Ben Cannon's Brutal Beer Tax Increase | The Source Weekly - Bend, Oregon

Ben Cannon's Brutal Beer Tax Increase

Don't mess with successTimes are tough in Oregon, and all of us - including beer lovers - have to swallow hard and bear our share

Don't mess with successTimes are tough in Oregon, and all of us - including beer lovers - have to swallow hard and bear our share of the pain. But a proposal to raise the state tax on a barrel of beer by almost 1,700% is asking beer drinkers and the state's craft brewing industry to swallow way too much.

Oregon's state tax on beer currently is a mere $2.60 a barrel, one of the lowest in the country. Raising it by a moderate amount - even to about $8 a barrel, the national mean - would be completely justifiable in this fiscal emergency.


But legislation being pushed by Rep. Ben Cannon of Portland and several other Democratic lawmakers would go way beyond that. Their measure, House Bill 2461, would slap on a walloping tax of nearly $50 a barrel. The money would go to alcohol and drug abuse prevention and treatment.

How would such an extreme tax increase affect consumers? Advocates say it would raise the price of beer by only a little more than a penny an ounce - roughly 15 cents for a 12-ounce beer. But opponents say that figure is deceptive. "The lie of the 15 cents is that a pint [actually] goes from $4 to $5.50," Kurt Widmer of Widmer Brothers Brewing told The Oregonian.

Or, as blogger and beer aficionado Jeff Alworth more colorfully put it: "The per-beer increase backers of the bill constantly cite is actually a wild-ass guesstimate about the downstream costs to the public, not actual data."

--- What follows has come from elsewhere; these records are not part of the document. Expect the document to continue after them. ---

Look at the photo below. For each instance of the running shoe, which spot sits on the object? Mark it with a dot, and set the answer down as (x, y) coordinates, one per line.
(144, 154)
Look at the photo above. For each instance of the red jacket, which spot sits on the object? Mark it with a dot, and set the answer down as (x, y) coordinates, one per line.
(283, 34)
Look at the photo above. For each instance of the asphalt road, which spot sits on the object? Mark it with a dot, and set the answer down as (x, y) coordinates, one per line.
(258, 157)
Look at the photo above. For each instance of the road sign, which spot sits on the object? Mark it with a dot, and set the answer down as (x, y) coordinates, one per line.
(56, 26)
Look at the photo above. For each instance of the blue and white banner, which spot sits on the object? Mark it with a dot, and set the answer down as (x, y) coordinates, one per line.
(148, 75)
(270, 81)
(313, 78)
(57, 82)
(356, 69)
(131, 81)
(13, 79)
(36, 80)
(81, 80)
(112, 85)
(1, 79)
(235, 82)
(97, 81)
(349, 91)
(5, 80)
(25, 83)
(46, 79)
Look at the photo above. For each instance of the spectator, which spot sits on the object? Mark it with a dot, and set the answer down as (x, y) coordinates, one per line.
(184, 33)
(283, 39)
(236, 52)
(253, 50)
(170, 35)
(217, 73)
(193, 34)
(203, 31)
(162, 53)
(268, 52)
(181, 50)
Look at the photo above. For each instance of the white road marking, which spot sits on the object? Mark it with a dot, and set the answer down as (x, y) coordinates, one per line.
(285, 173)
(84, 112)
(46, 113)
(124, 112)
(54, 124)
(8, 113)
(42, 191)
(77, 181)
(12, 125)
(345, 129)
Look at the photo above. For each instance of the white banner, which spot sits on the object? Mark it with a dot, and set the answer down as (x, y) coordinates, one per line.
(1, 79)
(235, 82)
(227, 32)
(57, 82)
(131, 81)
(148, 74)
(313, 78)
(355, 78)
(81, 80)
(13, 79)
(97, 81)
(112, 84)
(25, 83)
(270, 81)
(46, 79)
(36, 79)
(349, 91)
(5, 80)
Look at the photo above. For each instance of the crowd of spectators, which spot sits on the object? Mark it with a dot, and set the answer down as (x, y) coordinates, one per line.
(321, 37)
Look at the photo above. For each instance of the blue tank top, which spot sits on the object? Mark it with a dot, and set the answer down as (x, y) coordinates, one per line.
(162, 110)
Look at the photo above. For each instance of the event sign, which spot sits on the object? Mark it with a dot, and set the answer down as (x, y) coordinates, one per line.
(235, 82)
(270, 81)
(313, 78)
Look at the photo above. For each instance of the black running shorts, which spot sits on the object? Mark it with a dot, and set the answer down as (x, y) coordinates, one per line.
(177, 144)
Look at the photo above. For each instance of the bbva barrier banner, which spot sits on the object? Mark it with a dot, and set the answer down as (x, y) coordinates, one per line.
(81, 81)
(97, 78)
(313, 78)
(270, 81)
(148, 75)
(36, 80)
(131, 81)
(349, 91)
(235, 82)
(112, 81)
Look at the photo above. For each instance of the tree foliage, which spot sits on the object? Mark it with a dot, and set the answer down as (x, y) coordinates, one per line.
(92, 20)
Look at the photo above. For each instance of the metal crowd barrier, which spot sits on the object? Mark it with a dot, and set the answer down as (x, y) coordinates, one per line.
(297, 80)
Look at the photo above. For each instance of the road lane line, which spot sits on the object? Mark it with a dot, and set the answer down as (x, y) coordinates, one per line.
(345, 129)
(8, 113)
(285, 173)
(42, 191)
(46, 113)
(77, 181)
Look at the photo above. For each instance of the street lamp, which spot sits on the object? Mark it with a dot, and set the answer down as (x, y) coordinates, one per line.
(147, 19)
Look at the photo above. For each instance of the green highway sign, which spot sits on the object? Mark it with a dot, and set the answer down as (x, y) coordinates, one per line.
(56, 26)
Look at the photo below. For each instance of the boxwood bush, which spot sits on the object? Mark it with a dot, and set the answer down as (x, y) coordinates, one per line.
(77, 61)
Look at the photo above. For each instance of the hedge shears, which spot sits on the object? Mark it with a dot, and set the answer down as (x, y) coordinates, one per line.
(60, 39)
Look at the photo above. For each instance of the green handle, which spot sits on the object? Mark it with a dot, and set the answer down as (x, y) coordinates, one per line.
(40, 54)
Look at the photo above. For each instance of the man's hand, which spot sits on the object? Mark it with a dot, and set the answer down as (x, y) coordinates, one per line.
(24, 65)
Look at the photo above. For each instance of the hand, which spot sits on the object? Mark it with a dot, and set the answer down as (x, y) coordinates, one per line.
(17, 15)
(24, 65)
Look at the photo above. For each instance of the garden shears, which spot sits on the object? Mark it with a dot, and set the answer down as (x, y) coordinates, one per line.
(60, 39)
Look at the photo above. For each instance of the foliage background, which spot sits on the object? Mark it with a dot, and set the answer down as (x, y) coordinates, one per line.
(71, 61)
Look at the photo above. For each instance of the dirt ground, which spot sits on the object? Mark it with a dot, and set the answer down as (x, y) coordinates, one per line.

Many consumers might be willing and able to shell out another 50 cents a pint to enjoy their favorite brews, although we have to think there would be a small but noticeable impact on sales at pubs and restaurants as well as grocery outlets.

More worrisome is the likely effect on the state's important and rapidly growing craft brewing industry, which employs thousands of Oregonians, many of them at higher wages than the state average. Kurt Widmer again: "To me it's a mystery why you would damage an industry that's proven to create family wage jobs."

For brewing giants like Anheuser Busch and Coors, the added tax would be little more than a fleabite. For smaller craft brewers, such as Cascade Lakes Brewing and maybe even the Deschutes Brewery, it would be a serious sting - especially coming on top of recent price increases forced by higher costs for ingredients like barley and hops.

So why do Cannon and his colleagues want to saddle the industry with a crippling tax increase? Alworth thinks they're just anti-alcohol: "The one thing left to conclude is that this is some kind of moral stand against beer, an intentional effort to damage the industry.  Sinners taxed to reduce the sin, not its cost."

That might be taking cynicism a bit too far. But whatever the motive, Cannon's brutal beer tax increase is a bad idea for Oregon. We're giving it THE BOOT, and we hope the Legislature will do the same when it takes up the measure later this month.